Got our first Lambs of the 2014 season this AM!

Nona had a set of twins, a ewe and a ram lamb.







The ewe Lamb









The ram lamb


----------



## BrownSheep (Jan 24, 2014)

Well those are just too adorable!


----------



## Ruus (Jan 24, 2014)




----------



## Heather (Jan 24, 2014)

May I ask how cold it is there?  We are in the middle of another polar vortex here in central Indiana and I have two ewes that could go any day.  I am so very nervous!


----------



## boothcreek (Jan 24, 2014)

-15C at night and between -7C and +3C during the day(depending on if its sunny or not, lately its been miserable). We got it rather warm for end of January, usually we are lambing at -32C to - 26C end of Jan. Not sure what that would be in F ?
Lambs get born in the snow, usually stay in the snow. With our rather warm temps for the season its a bit humid and damp so I tossed them under the roof where there is some dry hay to bed down in and dry properly but no they moved right back out into the snow. Havent lost a lamb to exposure yet *knock on wood*.
Yes you will see them shiver at first but only until the undercoat dries(a few hours), then they barely seem to notice the cold.


----------



## Ruus (Jan 24, 2014)

boothcreek said:


> usually we are lambing at -32C to - 26C end of Jan. Not sure what that would be in F ?



That's between -15°F and-25°F, roughly. Sheep may be able to stand temperatures that cold, but I think I'd die! *Brrr*

Edit: typo


----------



## boothcreek (Jan 24, 2014)

Its not that bad, as long as it isn't humid. If its humid then its absolutely disgusting, -5 feels like -15 then and no matter how much you heat you feel like an icicle.


----------



## elevan (Jan 24, 2014)

Absolutely adorable!  Congratulation!


----------



## boothcreek (Feb 27, 2014)

Well, I haven't posted on here in a while, was too cold to take the camera out there to take pics(I produce no body heat to speak of so I am not hanging outside in -35 trying to snap a picture, I will have no functional digits left lol). 0 and sunny today(so +15 in the Sun!!!) so caught up on picture taking a bit.

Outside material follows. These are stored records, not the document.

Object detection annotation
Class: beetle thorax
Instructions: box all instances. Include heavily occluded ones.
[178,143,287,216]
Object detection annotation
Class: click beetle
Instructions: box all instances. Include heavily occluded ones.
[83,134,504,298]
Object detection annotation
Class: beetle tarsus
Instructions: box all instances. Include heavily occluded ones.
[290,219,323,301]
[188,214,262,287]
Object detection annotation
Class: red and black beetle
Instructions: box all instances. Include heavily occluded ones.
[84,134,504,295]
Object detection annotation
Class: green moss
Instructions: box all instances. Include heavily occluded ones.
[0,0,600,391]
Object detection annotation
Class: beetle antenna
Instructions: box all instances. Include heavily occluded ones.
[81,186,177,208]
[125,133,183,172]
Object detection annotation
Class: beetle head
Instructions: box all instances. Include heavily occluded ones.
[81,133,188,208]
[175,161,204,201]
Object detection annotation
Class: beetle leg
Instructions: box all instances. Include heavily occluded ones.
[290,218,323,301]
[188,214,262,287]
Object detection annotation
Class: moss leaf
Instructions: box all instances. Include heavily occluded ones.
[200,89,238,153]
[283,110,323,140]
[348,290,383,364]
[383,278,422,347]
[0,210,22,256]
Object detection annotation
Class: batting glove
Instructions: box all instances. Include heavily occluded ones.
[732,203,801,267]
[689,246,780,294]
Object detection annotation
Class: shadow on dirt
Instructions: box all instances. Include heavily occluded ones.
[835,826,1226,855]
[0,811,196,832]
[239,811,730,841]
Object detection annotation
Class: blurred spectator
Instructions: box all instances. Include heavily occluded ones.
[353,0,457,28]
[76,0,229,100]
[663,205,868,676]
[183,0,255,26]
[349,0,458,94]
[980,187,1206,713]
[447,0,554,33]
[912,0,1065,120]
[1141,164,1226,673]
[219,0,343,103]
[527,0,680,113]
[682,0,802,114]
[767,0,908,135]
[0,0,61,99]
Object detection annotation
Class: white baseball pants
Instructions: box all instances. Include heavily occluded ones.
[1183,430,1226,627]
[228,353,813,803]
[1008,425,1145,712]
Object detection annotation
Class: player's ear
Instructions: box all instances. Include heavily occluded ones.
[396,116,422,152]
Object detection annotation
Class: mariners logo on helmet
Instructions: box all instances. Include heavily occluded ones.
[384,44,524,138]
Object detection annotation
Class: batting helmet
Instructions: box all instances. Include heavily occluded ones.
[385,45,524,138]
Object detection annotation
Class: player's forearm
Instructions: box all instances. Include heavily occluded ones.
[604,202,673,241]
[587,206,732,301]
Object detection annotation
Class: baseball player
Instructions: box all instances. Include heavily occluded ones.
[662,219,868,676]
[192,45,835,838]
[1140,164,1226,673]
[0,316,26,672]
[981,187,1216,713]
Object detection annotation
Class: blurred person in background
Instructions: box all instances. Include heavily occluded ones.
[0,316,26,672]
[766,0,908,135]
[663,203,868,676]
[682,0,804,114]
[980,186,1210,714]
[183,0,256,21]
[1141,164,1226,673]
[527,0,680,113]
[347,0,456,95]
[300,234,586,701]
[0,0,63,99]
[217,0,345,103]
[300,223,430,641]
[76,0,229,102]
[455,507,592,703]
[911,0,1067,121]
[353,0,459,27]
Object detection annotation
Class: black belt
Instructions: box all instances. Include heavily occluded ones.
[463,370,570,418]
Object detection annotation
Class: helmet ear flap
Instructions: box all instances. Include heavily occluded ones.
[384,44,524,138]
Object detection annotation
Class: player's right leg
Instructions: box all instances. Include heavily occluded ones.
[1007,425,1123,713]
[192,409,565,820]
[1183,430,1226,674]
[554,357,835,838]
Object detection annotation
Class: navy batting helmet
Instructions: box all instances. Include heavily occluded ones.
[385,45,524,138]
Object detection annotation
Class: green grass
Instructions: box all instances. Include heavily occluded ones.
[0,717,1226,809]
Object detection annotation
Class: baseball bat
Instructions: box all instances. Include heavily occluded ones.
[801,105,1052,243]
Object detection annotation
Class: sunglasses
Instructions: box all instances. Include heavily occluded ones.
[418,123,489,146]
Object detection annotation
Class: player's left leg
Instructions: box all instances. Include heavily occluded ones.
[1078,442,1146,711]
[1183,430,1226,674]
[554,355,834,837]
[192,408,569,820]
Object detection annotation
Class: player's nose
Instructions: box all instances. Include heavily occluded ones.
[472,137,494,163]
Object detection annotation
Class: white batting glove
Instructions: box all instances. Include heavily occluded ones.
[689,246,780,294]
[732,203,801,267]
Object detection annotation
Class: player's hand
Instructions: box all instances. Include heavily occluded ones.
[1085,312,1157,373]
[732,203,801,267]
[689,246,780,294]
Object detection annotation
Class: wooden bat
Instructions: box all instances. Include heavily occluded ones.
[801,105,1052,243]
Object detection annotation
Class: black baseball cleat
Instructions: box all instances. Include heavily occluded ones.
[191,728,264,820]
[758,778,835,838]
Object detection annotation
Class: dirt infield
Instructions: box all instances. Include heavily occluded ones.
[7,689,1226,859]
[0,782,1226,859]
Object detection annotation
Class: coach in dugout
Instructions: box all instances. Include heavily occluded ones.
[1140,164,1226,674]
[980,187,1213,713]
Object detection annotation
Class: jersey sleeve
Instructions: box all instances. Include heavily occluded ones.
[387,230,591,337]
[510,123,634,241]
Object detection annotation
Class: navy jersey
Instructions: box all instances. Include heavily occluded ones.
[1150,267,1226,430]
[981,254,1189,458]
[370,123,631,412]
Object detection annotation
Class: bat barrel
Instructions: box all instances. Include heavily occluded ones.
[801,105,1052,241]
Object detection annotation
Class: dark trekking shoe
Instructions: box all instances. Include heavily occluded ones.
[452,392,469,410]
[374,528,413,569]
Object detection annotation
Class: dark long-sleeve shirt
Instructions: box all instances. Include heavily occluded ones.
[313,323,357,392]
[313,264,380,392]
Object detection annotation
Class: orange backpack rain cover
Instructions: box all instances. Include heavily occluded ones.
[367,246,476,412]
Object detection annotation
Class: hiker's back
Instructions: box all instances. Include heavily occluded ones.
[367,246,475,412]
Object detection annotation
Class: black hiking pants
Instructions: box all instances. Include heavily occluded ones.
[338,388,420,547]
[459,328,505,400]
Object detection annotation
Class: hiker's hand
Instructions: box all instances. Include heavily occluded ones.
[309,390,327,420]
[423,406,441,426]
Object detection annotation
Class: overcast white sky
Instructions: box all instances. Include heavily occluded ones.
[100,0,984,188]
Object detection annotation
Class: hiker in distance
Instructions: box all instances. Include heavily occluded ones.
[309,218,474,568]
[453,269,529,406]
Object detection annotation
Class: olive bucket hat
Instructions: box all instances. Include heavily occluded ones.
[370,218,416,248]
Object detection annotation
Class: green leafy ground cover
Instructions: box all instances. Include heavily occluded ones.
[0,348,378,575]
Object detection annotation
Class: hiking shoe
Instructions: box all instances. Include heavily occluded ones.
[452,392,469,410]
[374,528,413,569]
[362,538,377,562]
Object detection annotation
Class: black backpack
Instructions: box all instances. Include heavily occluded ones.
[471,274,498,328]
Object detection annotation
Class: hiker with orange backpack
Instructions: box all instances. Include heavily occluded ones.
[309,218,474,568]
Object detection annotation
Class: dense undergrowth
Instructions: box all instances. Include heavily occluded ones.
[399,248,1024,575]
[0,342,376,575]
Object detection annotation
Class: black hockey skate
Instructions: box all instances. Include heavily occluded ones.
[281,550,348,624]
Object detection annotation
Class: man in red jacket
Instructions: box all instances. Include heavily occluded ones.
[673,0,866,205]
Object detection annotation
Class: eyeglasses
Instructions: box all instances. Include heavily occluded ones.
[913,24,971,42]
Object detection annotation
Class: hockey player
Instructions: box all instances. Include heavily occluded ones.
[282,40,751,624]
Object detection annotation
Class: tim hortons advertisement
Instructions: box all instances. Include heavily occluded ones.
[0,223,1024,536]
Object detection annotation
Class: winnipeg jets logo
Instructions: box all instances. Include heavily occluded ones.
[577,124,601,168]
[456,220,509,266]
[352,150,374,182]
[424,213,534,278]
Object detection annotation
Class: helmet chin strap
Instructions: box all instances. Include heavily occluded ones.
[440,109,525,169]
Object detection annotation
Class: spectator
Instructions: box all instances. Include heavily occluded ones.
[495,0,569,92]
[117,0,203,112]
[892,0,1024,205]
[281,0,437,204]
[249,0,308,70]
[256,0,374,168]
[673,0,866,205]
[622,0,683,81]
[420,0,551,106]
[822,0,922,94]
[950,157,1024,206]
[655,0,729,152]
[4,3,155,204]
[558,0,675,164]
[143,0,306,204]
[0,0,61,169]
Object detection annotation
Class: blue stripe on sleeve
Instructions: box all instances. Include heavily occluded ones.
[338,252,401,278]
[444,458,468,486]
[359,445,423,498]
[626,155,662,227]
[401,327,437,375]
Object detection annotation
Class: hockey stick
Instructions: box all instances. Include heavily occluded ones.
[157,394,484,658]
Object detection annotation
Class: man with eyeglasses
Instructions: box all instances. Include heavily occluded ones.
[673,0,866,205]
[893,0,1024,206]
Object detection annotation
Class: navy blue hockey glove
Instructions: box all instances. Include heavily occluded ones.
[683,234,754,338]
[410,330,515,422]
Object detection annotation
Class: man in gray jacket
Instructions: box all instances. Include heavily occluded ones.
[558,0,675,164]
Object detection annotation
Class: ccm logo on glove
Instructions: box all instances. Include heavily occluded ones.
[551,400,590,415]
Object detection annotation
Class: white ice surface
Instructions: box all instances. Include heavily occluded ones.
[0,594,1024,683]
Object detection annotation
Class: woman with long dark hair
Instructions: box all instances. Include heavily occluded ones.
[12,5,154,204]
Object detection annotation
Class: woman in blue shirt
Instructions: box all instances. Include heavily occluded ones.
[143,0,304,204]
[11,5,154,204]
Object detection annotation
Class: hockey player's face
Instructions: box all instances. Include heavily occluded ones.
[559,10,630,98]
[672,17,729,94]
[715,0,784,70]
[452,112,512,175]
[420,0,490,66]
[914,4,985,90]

First, some new pics of Nonas boy/girl twins from the start of the topic:
ewe lamb




Ram lamb





Cari had Twin rams on Feb 2nd(center and right) :










Nora had Twins on Feb 13th, a little ram and ewe pair.
Nora is a first time mommy and was a bit freaked out by the much smaller and more vocal ewe lamb, so I ended up pulling her to bottle raise(she lives with the herd again already).

Nora and her Ram lamb:




and "little-bit", her ewe lamb I am raising with the bottle:




little-bit(center) hanging out with Caris twin boys:





last but not least(for now), Inari my oldest Mouflon ewe gave birth to a nice little AbbXMouf Ewe lamb on Feb 14th.


----------